OpenTable also provides buttons labeled “Recommended for You” and “Near Me Now” where they provide compilation lists of restaurants fitting these specific descriptions. By doing this OpenTable reduces the time the user would spend searching for a restaurant with these characteristics. This design feature is an example of great user experience. It provide discoverability while engaging the user in a fun, exciting way. Designing a feature that provides recommendations leads to an emotional connection with the user.

The home screen does contain one design issue. There are no signifiers informing the user that the page can scroll up and down, leading to other features such as searching by other compilation lists, cuisines, and neighborhoods. Other pages of the app include signifiers for scrolling. I would add this feature to the home screen as well.

Searching for a Restaurant:

OpenTable design provides multiple ways for the user to search for a restaurant. Once the user clicks on the search bar, the design provides feedback, taking the user to the search page. On the mobile app, the design automatically provides restaurants in the local area of the user. This can be seen as a problem. Users may perform an action slip where they are only searching local restaurants without realizing. I would change this feature by giving the user the option of typing in the location they desire from the beginning.

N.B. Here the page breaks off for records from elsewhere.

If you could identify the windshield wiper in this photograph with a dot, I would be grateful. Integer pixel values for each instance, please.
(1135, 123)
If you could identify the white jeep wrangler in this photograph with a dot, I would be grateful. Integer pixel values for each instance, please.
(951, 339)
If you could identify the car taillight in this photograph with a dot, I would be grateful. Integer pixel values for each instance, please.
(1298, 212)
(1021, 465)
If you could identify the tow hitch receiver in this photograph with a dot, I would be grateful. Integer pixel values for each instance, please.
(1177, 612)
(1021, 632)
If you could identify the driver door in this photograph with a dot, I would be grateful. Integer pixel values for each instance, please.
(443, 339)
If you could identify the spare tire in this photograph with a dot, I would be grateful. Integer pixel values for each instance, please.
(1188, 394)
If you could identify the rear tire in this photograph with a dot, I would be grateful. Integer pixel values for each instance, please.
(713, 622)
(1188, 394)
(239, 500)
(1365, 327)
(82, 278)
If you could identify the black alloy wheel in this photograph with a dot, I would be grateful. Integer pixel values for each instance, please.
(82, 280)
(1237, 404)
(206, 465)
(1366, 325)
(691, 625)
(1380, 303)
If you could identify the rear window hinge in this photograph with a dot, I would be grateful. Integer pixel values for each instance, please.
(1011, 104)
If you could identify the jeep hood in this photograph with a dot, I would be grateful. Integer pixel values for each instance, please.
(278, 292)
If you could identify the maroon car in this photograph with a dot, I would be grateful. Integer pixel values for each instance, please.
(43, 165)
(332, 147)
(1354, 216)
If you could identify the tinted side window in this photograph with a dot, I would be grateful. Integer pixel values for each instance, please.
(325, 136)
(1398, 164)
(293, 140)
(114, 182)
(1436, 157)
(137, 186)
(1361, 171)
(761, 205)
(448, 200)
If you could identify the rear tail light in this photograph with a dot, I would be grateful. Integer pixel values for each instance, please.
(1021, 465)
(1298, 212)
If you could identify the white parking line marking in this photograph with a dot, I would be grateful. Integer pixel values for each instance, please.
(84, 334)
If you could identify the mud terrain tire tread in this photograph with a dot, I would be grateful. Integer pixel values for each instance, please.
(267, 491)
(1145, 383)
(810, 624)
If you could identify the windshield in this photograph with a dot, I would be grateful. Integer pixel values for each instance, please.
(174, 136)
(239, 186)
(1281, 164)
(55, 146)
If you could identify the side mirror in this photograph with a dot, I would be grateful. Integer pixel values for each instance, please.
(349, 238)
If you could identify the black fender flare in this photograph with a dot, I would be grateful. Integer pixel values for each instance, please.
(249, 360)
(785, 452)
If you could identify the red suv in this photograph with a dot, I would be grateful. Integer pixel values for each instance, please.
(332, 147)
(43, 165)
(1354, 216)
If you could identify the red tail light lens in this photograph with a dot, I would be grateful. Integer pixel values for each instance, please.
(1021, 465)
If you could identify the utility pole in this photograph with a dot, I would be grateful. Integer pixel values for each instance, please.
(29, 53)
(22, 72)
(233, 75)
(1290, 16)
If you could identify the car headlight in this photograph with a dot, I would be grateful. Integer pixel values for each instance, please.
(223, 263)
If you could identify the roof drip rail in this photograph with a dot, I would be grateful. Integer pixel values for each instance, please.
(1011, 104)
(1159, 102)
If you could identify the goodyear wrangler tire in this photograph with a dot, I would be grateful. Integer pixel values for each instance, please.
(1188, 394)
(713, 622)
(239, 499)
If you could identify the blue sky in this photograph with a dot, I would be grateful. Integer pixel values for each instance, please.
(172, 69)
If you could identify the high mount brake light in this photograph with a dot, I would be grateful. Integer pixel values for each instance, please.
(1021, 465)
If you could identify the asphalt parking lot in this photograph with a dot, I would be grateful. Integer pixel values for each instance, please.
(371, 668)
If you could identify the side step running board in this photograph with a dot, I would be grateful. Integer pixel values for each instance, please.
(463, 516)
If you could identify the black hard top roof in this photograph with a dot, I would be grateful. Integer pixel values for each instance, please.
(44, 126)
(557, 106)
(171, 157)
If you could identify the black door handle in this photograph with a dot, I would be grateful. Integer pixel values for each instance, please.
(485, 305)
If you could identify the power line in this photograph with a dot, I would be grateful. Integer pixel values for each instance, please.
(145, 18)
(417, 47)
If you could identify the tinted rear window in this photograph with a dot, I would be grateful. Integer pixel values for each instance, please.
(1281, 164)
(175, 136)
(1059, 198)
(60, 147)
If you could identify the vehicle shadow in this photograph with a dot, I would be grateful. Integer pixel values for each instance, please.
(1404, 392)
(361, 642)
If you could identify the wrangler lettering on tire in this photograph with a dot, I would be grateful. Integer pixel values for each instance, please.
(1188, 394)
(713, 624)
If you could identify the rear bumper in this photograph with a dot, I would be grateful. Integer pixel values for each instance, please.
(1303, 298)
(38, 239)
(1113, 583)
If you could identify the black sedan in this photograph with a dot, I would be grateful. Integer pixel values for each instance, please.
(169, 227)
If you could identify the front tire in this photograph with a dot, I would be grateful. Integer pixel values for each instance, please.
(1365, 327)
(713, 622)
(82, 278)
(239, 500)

At the top of the search page, the user can modify the number of people, date and time of the reservation by clicking on the red arrow. This signifier is very small and can be easily missed by the user. However, the contrast in color between the arrow button and the rest of the screen page is an affordance for the user to know that this icon provides feedback. Once the user taps the red arrow, a scrolling menu drops down giving the user the option to modify their reservation details. The natural mapping of this scrolling menu is straightforward. As the user changes the number of people, date and time of the reservation, the information above the scrolling menu changes as well.

Booking a Reservation:

Once it is time to book a reservation, the user navigates to the restaurant page to reserve an available time. The affordance of the time options allows easy gulf of execution and feedback. Once the user selects the desired reservation time, they are automatically taken to the final step where they complete the reservation process. OpenTable provides a small gulf of evaluation through its reservation screen. The information for the user’s reservation is displayed, allowing for easy interpretation. Overall, the OpenTable app offers a good user experience through its design.